PEX7 encodes a receptor required for import of PTS2(peroxisome targeting signal 2)-containing proteins into the peroxisome (Braverman et al., 1997). Null mutations in PEX7 cause rhizomelic chondrodysplasia punctata (RCDP), an inborn metabolic syndrome of abnormal facies, cataracts, skeletal dysplasia, epilepsy, and severe psychomotor defects, with most cases not surviving beyond two years of age (Braverman et al., 2002; Braverman et al., 1997; Motley et al., 1997). The affected children in this family however ranged in age from 18 to 31 years. They were not dysmorphic and did not exhibit skeletal dysplasia, though two had cataracts, and two had epilepsy (Supplemental Text). The cataracts and seizures in particular suggested partial loss of PEX7 function, since rare, atypical RCDP cases associated with hypomorphic compound heterozygous or homozygous mutations have been described that have some but not all of the features of the classical syndrome, lacking dysmorphic features, and showing only intellectual disability with variable cataracts (Braverman et al., 2002).
To evaluate whether the p.W75C missense change in this family could be pathogenic, we assayed its ability to rescue peroxisomal import in cultured fibroblasts from a RCDP patient. In RCDP fibroblasts, fluorescent mCherry fused to the PTS2 peroxisomal targeting sequence fails to be imported into peroxisomes and remains cytosolic (Figure 2E). Co-transfection of wildtype PEX7 fully restores peroxisomal import (Figure 2E). In contrast, transfection with PEX7 p.W75C failed to rescue (Figure 2E): the majority of cells showed cytosolic PTS2-mCherry, although a fraction showed partial rescue. To characterize this effect, we utilized a semi-quantitative assay of peroxisomal import. The PTS2 proteins thiolase, phytanoyl-CoA hydroxylase (PhyH), and alkylglycerone phosphate synthase (AGPS) are imported into the peroxisome and proteolytically processed into smaller, mature forms (Figure 2F). Peroxisomal uptake is thus reflected in the ratio of the mature protein to the preprotein. In RCDP cells, these three proteins all remain in the preprotein state, reflecting failure of peroxisomal import. Transfection of wildtype PEX7 fully restores processing, whereas transfection of PEX7 p.W75C produced only partial processing (Figure 2F). These results demonstrate that this allele is pathogenic, but partial loss-of-function, consistent with these individuals not exhibiting full features of the RCDP syndrome.

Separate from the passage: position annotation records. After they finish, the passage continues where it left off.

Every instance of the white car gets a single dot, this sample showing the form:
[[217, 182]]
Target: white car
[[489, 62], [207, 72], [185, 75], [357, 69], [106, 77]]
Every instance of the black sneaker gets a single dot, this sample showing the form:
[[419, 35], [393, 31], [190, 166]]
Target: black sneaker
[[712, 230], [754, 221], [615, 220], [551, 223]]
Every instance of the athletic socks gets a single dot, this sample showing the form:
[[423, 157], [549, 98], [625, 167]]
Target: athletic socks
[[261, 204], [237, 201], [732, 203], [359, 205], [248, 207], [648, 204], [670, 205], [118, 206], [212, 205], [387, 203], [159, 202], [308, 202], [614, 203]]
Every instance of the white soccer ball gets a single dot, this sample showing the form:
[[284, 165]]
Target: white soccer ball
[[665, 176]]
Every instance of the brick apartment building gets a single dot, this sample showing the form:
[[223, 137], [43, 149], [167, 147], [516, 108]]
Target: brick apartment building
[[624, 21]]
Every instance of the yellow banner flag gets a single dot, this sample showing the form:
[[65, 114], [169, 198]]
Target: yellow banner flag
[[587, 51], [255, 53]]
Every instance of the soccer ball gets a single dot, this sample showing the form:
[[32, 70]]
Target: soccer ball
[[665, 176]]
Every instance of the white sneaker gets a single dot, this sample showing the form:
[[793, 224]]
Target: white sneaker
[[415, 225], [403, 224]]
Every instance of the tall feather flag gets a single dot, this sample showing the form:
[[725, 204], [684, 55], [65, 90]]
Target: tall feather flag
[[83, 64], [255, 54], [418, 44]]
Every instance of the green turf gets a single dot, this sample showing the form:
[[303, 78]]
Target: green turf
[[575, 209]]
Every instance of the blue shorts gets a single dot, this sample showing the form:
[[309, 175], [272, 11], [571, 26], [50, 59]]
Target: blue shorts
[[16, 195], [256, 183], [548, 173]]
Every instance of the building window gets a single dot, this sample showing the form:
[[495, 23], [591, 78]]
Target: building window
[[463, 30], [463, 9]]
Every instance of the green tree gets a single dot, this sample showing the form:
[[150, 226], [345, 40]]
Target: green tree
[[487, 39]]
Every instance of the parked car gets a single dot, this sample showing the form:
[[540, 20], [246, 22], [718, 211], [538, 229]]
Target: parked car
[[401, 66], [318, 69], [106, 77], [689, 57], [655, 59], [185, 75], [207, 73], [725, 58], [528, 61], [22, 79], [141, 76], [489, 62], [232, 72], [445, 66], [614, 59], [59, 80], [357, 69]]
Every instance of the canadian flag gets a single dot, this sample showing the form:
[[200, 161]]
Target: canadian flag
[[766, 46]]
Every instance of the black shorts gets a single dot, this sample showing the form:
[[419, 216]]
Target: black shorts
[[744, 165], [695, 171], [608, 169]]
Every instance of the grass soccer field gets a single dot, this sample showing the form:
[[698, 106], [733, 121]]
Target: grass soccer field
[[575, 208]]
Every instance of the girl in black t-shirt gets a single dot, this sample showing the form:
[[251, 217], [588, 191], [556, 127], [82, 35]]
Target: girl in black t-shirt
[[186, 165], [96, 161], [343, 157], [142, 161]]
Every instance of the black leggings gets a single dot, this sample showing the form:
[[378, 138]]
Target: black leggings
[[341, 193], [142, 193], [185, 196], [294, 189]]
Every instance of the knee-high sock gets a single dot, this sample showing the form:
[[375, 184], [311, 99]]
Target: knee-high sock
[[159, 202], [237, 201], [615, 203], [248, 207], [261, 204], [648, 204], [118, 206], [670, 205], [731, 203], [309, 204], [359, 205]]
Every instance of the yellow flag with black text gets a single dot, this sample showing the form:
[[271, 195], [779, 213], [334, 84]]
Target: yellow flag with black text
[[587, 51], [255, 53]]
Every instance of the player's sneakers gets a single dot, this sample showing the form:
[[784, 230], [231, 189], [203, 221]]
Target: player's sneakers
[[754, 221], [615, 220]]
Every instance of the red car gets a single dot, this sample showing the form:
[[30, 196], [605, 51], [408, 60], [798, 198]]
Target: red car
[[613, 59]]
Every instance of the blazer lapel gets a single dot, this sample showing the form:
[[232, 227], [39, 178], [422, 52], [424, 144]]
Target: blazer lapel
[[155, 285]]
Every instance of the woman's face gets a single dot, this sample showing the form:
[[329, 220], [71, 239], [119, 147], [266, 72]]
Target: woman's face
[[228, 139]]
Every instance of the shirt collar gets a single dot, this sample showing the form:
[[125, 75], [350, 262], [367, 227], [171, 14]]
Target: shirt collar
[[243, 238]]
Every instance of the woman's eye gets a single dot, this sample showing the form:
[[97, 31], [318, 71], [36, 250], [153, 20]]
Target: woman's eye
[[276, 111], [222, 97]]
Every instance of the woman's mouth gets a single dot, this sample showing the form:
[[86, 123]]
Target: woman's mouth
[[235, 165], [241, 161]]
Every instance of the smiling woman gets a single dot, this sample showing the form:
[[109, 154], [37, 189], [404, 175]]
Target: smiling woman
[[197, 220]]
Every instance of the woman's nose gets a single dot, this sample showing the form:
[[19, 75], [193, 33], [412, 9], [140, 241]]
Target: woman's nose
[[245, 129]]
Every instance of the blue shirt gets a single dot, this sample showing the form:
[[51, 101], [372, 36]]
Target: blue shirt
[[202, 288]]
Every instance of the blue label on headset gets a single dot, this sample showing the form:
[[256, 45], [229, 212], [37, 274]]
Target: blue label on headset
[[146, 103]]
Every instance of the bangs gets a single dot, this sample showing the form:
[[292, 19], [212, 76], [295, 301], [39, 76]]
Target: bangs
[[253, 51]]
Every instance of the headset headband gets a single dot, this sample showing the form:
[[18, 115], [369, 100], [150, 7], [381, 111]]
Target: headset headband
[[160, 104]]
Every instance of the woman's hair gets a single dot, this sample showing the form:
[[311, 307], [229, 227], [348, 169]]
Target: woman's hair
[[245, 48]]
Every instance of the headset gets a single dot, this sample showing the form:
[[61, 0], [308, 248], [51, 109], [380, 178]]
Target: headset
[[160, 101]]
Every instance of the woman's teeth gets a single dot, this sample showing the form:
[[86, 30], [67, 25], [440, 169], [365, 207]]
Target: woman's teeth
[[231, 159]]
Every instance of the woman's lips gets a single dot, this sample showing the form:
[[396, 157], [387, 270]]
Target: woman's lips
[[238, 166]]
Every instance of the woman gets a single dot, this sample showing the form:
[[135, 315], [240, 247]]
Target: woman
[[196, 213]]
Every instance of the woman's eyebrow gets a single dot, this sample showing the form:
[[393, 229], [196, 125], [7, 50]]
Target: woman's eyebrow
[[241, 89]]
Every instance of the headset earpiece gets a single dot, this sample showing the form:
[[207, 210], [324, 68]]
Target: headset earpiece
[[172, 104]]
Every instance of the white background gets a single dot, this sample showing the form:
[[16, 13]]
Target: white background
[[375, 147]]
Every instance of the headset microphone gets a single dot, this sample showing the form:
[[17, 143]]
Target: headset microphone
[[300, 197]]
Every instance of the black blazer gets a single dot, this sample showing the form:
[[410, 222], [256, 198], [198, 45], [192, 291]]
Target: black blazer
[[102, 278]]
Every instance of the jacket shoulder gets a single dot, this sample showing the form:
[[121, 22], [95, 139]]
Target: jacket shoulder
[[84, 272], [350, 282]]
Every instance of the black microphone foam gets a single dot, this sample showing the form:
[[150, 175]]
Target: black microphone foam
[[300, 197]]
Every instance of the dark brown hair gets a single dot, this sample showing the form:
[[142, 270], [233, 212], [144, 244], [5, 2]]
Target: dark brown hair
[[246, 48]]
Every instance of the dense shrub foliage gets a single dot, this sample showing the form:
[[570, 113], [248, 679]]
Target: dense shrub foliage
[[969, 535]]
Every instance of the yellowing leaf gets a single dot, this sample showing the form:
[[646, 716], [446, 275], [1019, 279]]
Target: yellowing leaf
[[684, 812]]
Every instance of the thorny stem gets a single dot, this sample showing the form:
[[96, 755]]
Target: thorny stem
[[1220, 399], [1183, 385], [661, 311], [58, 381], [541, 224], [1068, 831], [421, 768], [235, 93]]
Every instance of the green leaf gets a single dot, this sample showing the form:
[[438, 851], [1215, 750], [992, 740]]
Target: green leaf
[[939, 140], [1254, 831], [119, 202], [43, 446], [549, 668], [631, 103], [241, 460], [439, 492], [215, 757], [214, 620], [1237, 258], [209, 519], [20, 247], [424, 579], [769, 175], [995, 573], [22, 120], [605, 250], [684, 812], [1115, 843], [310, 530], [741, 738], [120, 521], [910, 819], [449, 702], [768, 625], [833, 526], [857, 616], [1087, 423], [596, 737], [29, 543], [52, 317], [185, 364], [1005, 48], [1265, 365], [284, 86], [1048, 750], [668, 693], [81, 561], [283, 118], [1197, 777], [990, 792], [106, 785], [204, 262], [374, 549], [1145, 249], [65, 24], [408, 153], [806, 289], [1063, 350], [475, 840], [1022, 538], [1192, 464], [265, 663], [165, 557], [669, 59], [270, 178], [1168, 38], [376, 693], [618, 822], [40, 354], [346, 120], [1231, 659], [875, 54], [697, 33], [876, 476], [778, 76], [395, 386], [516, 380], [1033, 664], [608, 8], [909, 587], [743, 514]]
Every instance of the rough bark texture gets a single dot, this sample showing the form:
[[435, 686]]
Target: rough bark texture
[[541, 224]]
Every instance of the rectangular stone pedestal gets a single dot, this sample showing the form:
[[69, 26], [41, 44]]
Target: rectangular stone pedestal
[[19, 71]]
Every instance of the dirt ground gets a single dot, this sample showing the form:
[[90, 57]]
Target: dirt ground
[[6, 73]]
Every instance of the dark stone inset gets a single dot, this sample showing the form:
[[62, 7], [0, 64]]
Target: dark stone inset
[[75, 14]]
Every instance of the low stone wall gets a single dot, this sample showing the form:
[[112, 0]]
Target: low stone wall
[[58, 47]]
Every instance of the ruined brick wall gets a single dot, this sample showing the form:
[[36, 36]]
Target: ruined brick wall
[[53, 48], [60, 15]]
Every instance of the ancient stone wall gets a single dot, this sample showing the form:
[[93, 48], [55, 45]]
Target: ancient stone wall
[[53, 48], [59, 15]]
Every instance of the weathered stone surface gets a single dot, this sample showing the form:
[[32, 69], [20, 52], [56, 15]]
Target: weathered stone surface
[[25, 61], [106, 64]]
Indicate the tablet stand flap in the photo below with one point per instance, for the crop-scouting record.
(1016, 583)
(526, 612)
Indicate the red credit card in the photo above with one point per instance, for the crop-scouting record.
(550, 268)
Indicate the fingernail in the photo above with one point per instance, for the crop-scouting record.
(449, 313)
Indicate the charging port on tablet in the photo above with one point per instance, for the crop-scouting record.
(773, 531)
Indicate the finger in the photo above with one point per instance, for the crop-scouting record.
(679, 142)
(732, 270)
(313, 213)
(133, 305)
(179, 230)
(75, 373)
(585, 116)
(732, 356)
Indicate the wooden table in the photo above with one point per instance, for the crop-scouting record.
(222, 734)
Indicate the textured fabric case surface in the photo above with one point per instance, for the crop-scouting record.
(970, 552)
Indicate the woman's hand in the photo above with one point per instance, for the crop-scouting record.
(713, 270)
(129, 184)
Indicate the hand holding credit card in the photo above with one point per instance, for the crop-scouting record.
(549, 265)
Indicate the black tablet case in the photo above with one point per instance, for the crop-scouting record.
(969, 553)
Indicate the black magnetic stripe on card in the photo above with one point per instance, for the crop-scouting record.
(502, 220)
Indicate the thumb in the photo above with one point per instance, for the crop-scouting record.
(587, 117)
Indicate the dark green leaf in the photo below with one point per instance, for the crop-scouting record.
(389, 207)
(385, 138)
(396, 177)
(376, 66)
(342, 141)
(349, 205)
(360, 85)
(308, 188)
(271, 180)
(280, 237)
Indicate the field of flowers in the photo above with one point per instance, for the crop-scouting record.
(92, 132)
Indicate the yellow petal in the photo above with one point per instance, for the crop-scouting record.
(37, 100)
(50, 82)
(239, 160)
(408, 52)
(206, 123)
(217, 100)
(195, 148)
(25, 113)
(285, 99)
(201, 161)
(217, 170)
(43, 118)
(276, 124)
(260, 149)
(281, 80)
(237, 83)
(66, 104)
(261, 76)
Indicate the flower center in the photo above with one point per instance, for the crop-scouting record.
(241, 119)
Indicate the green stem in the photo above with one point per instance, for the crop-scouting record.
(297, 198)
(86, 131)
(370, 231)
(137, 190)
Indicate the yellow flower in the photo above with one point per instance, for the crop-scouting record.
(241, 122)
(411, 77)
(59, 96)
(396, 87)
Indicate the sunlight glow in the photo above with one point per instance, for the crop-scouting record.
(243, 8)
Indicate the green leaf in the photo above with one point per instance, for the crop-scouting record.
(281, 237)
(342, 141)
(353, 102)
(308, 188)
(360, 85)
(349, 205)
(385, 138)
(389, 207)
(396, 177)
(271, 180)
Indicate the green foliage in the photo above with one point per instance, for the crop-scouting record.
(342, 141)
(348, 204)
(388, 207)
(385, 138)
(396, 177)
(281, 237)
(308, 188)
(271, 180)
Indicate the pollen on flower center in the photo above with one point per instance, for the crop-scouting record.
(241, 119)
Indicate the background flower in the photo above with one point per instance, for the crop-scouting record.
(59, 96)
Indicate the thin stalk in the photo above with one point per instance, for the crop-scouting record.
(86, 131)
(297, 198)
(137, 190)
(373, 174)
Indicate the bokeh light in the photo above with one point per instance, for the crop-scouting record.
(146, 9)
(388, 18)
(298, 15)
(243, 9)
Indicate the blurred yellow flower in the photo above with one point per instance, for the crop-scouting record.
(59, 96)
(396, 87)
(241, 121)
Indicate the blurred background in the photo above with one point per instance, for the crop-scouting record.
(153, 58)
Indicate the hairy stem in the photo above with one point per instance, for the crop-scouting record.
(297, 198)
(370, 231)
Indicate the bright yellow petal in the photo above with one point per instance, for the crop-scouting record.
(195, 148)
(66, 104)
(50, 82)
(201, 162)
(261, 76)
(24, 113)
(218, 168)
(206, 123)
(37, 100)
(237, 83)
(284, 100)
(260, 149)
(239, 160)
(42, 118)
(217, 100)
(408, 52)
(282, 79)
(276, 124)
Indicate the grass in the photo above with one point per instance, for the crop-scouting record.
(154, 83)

To our knowledge, a link between mild RCDP and ASDs has not been described previously. However, two previously reported patients with biochemical evidence of RCDP and cataracts, but lacking the dysmorphic features of RCDP, were found to be compound heterozygous for partial loss-of-function PEX7 mutations (Braverman et al., 2002); one was originally described as intellectually disabled and the second as neurotypical. We re-contacted these patients. A review of clinical records and reexamination of the first child revealed that she had subsequently been diagnosed with ASD, and the second child was diagnosed with severe ADHD, providing additional examples of the range of clinical expressivity of mild mutations in PEX7. Partial loss of function for one of the alleles in these patients, S25F, was verified in the fibroblast assays (Fig. 2E and F).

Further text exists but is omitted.